Congress passes doc fix
Last Friday, lawmakers voted to postpone a 27.4 percent payment cut to doctors as part of its payroll tax cut package. The postponement of the pay cut provides temporary relief for doctors but increases the federal deficit and has angered those in the healthcare sectors paying for it.
"… it is clear that hospitals bore a majority of the healthcare-related spending cuts, so it is not an overstatement to say that the legislation generally robbed Peter to pay Paul, transferring wealth from hospitals to physicians," said Ken Perez, director of healthcare policy and senior vice president of marketing at MedeAnalytics, a healthcare performance analytics company.
The pay cut postponement, which keeps payment rates at the 2011 level, is being paid for by about $21 billion in cuts to federal healthcare spending. Those cuts include $5 billion from the Affordable Care Act's prevention trust fund and nearly $11 billion in cuts to hospitals.

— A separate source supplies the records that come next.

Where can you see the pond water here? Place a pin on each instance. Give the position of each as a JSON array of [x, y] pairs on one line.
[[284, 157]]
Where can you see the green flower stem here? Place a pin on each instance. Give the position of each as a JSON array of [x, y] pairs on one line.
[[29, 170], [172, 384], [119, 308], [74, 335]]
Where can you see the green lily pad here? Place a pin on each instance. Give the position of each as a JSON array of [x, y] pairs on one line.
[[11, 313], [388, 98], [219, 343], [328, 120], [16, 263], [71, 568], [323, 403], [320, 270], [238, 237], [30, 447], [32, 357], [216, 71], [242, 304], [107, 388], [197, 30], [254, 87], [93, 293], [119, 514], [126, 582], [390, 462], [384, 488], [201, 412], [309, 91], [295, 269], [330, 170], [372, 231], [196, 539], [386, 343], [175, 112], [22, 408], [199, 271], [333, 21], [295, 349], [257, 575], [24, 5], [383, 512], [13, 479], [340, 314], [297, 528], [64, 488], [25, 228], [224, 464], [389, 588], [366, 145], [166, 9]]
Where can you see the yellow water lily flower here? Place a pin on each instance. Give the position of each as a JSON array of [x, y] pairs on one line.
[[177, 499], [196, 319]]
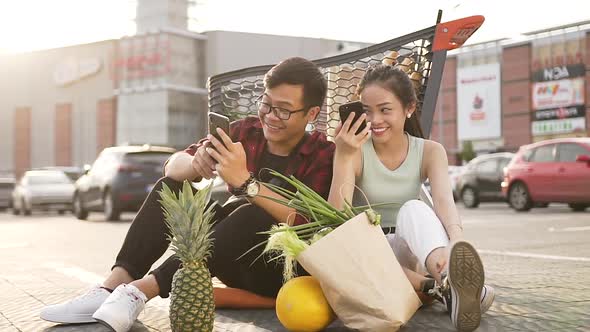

[See also: SGR deal to postpone doctor payment cut for 10 months.]
"While we support ensuring that physicians will not see their Medicare payments reduced, we are extremely disappointed that once again Congress is putting seniors' access to hospital services in jeopardy through arbitrary reductions to hospitals," said Rich Umbdenstock, president and CEO of the American Hospital Association in a statement released last week. "(The deal) is shortsighted and overlooks the critical role hospitals play in supporting a broad range of services to the elderly."
Prevention advocates also decried the deal made by lawmakers. "We're robbing from the one place in the Affordable Care Act where we can really do something about prevention," Kenneth Thorpe, director of the Partnership to Fight Chronic Disease, told The Fiscal Times. "The fact that it ends up propping up a collapsing fee-for-service system is the ultimate irony."
The postponement of the scheduled cut to Medicare's physician payment rate also impacts the federal budget baseline laid out by the Congressional Budget Office earlier this month.
[See also: CBO budget report shows impact of healthcare costs and aging population.]
In its budget projections for the next decade, the CBO said that if Congress postponed the cut to physicians, keeping their payment rate at 2011 levels, Medicare outlays through 2022 would be about $316 billion (about 4 percent) higher than the CBO's baseline projections.
"With this 10-month doc fix …. a deep payment rate cut for physicians has been averted," Perez noted. "But this latest 'kicking the can down the road' does not provide a permanent solution, and the unresolved (sustainable growth rate) issue will continue to be integral to the calculus of deficit reduction and therefore a factor in the appraisal of our nation's creditworthiness by the credit rating agencies."
President Barack Obama is expected to sign the legislation soon.